Heute zählt Bier nicht mehr zu den überlebenswichtigen Grundnahrungsmitteln. Ein Leben ohne Bier ist möglich – und wäre für manchen sogar gesundheitsförderlich. Bier oszillierte über weite Phasen seiner Geschichte zwischen seinen Funktionen als Grundnahrungs- und Genussmittel. Einen Spitzenplatz unter den universellen Genussmitteln hat es sich allein schon durch die Konstanz gesichert, mit der es über weite Phasen der Geschichte produziert wurde, sowie durch seine breite Verfügbarkeit.

Die Bedeutung des Bieres als „luxury food“ hat mit der aufwendigen Herstellung zu tun. Die Produktion von Qualitätsbier ist an eine Reihe teils komplizierter Arbeitsschritte gebunden, die mit langen Reife- und Ruhephasen einhergehen. Unter den schwierigen Bedingungen der vorindustriellen Arbeitswelt konnte das heimische Bierbrauen nur gemeinschaftlich bewerkstelligt werden. Außerdem erforderte es Ressourcen, die nur zu bestimmten Zeitpunkten vorhanden waren. Das Braugetreide konkurrierte mit jenen Getreidemengen, die für die Herstellung von Brot, Suppen oder Breigerichten unverzichtbar waren. Daher hatte das Brauwesen vor allem dann Konjunktur, wenn überschüssiges Getreide verfügbar war. Die zahlreichen süddeutschen Reinheitsgebote des Mittelalters zielen weniger auf den Schutz vor schädlichen Würzstoffen als vielmehr darauf, bestimmte Getreidesorten in Zeiten schlechter Ernten vom Bierbrauen auszunehmen. Der Stellenwert des Bieres als „luxury food“ wird schließlich in zahlreichen Rechtsverordnungen und handelspolitischen Instrumenten manifest. Bereits aus den frühen Stadtkulturen Mesopotamiens hat sich ein breites Verwaltungsschriftgut überliefert, das Bierproduktion und -handel zum Gegenstand hat. Wenngleich diese Quellen nur spärliche Einblicke in die Herstellung und den Konsum von Bier gewähren, zeigen sie doch, dass das Produkt schon in den frühen öffentlichen Verwaltungssystemen eine Rolle spielte, denn auf die Herstellung und den Handel mit dem Gebräu wurden Steuern erhoben. Bier stand über die Jahrhunderte außerdem im Fokus der Behörden, weil sie – oft vergebens – nach Instrumenten suchten, um den Konsum der Bevölkerung zu reglementieren. Beispiel hierfür sind die skandinavischen Prohibitionen der 1910er- und 1920er-Jahre und besonders die Alkoholverbote, die im Amerika der Jahre 1920 bis 1933 galten.

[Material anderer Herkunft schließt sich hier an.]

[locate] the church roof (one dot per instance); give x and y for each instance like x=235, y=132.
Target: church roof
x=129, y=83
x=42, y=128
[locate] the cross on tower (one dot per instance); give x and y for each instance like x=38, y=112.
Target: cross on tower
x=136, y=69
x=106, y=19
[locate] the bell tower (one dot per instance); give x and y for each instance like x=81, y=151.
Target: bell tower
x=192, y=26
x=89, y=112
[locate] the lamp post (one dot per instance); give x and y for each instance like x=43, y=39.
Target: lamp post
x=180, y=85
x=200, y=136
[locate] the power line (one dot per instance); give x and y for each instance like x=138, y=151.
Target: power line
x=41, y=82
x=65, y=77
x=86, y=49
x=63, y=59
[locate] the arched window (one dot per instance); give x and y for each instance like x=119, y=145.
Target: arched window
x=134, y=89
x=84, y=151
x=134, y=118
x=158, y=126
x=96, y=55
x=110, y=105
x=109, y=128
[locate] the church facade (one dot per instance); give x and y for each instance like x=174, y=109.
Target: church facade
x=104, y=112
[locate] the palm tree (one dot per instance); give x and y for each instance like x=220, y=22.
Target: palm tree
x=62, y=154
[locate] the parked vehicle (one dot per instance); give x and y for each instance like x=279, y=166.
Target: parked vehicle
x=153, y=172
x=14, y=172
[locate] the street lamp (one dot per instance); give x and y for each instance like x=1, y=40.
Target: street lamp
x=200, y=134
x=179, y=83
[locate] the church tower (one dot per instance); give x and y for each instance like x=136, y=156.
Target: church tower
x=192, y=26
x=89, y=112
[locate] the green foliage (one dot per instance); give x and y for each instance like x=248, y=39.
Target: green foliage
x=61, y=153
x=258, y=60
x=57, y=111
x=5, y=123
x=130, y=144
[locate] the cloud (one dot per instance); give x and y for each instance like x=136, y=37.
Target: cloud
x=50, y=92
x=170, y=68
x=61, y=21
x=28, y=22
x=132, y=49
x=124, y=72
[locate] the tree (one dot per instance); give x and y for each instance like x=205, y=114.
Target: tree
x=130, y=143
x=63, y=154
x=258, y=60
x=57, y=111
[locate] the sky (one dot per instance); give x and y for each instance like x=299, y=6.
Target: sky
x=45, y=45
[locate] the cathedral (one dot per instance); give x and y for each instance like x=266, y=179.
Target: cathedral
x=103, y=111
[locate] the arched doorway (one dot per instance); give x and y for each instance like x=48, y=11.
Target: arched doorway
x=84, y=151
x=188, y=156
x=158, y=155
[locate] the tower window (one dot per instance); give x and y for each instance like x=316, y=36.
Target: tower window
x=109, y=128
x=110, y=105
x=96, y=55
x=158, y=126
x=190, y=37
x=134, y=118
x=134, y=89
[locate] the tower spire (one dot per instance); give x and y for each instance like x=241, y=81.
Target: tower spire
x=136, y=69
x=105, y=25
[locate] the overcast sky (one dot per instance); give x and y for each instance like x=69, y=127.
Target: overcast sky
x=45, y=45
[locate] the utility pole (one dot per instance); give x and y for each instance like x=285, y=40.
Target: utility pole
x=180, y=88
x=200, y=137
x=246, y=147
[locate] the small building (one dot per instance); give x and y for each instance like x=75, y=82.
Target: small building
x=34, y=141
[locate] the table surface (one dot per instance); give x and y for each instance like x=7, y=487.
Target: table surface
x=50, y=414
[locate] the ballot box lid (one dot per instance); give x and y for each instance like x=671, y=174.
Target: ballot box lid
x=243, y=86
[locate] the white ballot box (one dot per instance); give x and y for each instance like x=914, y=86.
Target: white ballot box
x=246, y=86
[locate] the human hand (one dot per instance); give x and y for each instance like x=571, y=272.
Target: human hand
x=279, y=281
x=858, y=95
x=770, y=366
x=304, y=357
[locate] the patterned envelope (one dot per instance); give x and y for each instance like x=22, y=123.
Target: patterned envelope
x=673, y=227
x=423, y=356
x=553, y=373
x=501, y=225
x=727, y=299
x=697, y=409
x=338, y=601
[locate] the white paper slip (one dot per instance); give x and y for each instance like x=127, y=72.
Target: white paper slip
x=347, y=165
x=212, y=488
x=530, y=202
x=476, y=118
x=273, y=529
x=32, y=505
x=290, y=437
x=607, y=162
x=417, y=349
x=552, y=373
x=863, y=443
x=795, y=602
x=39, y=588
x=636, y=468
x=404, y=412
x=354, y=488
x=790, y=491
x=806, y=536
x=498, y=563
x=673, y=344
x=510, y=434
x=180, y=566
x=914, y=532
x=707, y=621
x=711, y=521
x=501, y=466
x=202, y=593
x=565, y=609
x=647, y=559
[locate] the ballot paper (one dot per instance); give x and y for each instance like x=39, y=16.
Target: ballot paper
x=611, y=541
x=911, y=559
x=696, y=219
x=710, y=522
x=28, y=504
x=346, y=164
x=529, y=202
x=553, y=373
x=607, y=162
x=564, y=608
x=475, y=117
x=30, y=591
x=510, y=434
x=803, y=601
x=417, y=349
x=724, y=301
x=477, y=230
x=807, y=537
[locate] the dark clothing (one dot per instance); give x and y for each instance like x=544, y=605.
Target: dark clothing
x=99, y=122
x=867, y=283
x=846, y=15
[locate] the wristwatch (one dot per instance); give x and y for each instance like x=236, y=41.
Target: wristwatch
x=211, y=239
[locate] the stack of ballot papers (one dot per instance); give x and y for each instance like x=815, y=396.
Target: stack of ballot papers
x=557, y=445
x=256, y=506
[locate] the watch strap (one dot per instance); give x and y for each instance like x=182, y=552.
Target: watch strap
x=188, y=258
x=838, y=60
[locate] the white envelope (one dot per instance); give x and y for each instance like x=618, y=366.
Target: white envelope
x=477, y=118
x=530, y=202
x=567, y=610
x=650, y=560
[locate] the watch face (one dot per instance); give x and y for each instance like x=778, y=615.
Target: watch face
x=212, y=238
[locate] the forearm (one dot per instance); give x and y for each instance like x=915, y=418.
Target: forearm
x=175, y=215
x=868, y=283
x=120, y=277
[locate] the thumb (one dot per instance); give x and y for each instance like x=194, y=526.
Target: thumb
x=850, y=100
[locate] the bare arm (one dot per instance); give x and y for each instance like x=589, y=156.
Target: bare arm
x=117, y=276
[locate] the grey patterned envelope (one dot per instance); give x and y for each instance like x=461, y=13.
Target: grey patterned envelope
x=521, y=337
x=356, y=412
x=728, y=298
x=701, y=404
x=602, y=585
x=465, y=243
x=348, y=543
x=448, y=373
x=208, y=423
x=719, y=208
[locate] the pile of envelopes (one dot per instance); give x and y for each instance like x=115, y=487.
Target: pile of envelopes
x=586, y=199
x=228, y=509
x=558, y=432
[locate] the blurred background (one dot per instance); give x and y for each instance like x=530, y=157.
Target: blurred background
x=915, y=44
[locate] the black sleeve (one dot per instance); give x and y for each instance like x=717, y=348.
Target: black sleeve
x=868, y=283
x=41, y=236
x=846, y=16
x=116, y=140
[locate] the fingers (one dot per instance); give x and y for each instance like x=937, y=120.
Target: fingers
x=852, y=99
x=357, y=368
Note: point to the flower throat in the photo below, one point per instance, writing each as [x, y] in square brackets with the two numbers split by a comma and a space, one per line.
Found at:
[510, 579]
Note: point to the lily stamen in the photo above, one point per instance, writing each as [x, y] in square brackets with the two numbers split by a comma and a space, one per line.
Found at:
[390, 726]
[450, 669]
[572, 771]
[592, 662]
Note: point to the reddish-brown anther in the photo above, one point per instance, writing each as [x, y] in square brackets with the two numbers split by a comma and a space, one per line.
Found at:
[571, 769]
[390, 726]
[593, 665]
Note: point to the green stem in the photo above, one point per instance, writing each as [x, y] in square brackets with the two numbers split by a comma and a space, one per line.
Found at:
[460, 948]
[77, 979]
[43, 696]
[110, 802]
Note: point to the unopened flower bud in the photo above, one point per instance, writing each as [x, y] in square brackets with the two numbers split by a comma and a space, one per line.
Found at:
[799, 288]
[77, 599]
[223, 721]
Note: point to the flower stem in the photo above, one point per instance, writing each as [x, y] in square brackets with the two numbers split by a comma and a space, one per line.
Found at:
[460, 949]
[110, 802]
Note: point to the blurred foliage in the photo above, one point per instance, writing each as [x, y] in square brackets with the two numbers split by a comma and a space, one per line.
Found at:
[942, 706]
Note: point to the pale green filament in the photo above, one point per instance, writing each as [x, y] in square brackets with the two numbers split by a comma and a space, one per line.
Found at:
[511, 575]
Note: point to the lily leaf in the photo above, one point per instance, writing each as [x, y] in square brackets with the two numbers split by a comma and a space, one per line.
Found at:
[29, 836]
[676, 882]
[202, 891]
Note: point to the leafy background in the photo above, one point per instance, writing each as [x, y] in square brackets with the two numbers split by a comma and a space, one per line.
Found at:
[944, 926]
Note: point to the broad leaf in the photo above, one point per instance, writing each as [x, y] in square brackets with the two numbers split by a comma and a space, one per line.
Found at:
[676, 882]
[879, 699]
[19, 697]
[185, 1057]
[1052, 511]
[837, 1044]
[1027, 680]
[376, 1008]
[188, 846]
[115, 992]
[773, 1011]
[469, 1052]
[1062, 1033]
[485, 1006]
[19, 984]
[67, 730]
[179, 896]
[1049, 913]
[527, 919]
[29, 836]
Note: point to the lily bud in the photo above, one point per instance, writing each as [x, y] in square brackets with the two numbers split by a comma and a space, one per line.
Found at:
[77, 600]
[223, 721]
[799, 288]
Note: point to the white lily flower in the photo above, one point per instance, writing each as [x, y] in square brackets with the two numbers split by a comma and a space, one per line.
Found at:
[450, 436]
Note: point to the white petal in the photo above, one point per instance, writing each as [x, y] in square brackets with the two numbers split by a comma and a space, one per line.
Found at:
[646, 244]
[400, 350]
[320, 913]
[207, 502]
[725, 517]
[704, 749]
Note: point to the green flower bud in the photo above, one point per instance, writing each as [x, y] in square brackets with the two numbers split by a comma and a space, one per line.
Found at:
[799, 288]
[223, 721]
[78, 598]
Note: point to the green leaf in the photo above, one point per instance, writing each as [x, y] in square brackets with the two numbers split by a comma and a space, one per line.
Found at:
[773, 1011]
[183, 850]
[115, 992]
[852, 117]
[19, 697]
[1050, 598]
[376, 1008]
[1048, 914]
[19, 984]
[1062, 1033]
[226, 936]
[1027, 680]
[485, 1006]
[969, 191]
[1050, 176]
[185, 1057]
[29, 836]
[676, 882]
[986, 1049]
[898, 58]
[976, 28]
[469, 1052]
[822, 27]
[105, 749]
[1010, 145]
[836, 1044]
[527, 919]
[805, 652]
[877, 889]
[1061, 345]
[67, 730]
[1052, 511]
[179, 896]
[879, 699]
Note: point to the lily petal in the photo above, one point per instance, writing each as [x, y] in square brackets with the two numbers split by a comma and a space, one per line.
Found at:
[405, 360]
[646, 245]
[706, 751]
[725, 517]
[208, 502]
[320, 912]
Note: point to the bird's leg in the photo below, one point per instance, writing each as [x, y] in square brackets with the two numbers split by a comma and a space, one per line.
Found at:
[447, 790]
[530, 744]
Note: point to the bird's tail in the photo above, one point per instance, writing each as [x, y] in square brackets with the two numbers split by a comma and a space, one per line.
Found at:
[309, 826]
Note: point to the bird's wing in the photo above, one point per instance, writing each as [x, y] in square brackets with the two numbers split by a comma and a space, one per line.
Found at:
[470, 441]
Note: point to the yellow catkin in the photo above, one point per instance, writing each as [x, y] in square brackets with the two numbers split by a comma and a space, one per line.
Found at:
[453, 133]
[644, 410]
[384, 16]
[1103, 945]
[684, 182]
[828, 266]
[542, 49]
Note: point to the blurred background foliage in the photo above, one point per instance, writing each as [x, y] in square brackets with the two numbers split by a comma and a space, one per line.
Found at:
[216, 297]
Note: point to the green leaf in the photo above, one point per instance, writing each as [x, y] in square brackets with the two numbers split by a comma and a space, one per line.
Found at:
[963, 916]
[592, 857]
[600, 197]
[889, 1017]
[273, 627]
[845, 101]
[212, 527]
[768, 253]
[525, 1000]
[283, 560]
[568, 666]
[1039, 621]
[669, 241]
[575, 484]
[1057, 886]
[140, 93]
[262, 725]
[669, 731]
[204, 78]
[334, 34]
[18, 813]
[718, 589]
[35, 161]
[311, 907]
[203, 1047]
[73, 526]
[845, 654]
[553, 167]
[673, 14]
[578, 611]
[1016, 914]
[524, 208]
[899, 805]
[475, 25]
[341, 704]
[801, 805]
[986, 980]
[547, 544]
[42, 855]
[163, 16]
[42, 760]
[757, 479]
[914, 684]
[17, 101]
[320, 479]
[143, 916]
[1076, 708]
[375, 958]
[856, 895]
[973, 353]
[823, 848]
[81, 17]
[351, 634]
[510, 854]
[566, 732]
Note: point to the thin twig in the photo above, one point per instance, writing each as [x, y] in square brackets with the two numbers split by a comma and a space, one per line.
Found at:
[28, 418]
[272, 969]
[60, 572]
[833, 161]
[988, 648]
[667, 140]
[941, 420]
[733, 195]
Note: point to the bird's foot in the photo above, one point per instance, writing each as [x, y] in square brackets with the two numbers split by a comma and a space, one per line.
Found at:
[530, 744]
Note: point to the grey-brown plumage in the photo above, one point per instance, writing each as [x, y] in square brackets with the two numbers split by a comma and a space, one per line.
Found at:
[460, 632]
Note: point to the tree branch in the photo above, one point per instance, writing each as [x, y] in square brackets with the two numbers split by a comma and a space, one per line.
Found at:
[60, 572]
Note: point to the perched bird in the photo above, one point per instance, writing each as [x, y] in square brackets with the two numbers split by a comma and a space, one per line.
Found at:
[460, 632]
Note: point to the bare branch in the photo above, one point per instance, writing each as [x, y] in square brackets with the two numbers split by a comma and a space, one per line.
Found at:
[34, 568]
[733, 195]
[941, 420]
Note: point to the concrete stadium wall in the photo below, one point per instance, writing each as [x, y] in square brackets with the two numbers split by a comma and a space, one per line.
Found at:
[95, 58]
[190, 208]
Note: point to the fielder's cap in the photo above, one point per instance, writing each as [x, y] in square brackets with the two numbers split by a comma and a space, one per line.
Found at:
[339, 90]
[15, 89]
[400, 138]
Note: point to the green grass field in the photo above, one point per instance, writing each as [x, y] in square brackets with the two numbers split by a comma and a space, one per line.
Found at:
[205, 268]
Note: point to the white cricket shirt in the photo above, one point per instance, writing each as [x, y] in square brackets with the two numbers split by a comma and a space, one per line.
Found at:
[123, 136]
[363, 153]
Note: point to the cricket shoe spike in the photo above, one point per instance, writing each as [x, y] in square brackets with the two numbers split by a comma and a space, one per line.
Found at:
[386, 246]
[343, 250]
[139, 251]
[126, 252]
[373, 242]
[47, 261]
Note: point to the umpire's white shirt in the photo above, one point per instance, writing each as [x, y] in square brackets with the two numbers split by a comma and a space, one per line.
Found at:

Ein Jahrhundert zuvor war der Alkoholkonsum schon einmal in den Blickpunkt der Wissenschaft und bald auch der Behörden gerückt. Anlass war ein schmales Buch mit dem Titel Die Trunksucht und eine rationelle Heilmethode derselben aus der Feder Carl von Brühl-Kramers. Der Moskauer Arzt führte darin den Begriff Trunksucht ein und äußerte die revolutionäre Ansicht, dass selbst gelegentlicher Konsum von Bier (oder Wein) zur Sucht führen könne. Trinken war fortan nicht mehr nur Genuss, sondern wurde auch mit dem Aspekt Krankheit in Verbindung gebracht.12 Die Diskussionen über den vermeintlich falschen oder richtigen Bierkonsum und seine Bedeutung – je nach Position – als Droge oder als nährstoffreiches Allheilmittel halten an und werden wohl auch in Zukunft erbittert geführt werden.13

Die Problematik eines Lebensmittels aus der Kategorie der Genussmittel wird in diesen kontroversen Betrachtungsweisen deutlich. Je nach Zeit, Raum, Wirtschaftslage und sozioethischem Kontext wandelte sich die kulturelle Wertigkeit des Bieres. Während die Abstinenzbewegung im Europa des späten 19. Jahrhunderts das Bier als Suchtmittel dämonisierte, betonten zur gleichen Zeit Ärzte die positiven und heilsamen Effekte seines Konsums gegenüber anderen Getränken wie Kaffee oder Wasser.14 Die Funktionen des Bieres sind vielschichtig: War es während seiner gesamten Geschichte, und insbesondere in Zeiten klimatischer Umwälzungen, Nährstofflieferant und Nahrungsmittel breiter Bevölkerungsteile, so diente es zugleich in anderer Form dem demonstrativen Konsum einzelner Eliten.